Best piecewise linear interpolation

I have a time series of data that I want to interpolate using a piecewise linear function. The lengths of the linear pieces should be adaptive such that the maximum error of the points in the interval does not exceed a predetermined value Max_R.

I guess the specification boils down to: Find a set of intervals such that the time series is approximately linear, within a tolerance Max_R, for each interval.

At the same time, I am willing to bastardize my specification enough so that the time consumption is linear, or at least strictly less than quadratic, in the number of points.
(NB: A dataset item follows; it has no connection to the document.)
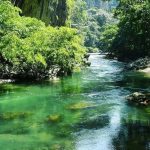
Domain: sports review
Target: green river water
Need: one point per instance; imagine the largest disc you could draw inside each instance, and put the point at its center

I also don't want to use third-party software libraries: This should be a standalone program.

This is my first stab at the problem.

Code:
define L_0 = suitable power of 2.
while we have not reached end of array:
Let L = L_0
while error > Max_R:
Find the linear interpolation function for the next L points.
Compute max error = distance from point to curve within this interval.
If error > Max_R, let L := L/2.
end while
The current L points have been fitted; now move to next point.
end while
My algorithm has the drawback that it produces not the optimal intervals, but only intervals of certain lengths 2^n, with a maximum interval length of L_0. For the time consumption I think a worst-case scenario is something like N*L_0*log(L_0), but you are welcome to correct me if I am wrong.

And you are invited to suggest to me a better algorithm!

arildno

Homework Helper
Gold Member
Dearly Missed
Hmm, your algorithm (which to me seems perfectly okay) has one feature concerning, say, the linear regression computation at one interval I think can be simplified:
In YOUR case, you always start out with the longest ,and therefore clunkiest, calculation, which is most likely to fail.
Wouldn't it reduce the actual computation to start out with linear regression computation for the SMALLEST set, and if it fills your max error condition proceed to the next step (by doubling your L-value, rather than halving it as you do) and check it as well, retaining the highest order that fulfills the error condition?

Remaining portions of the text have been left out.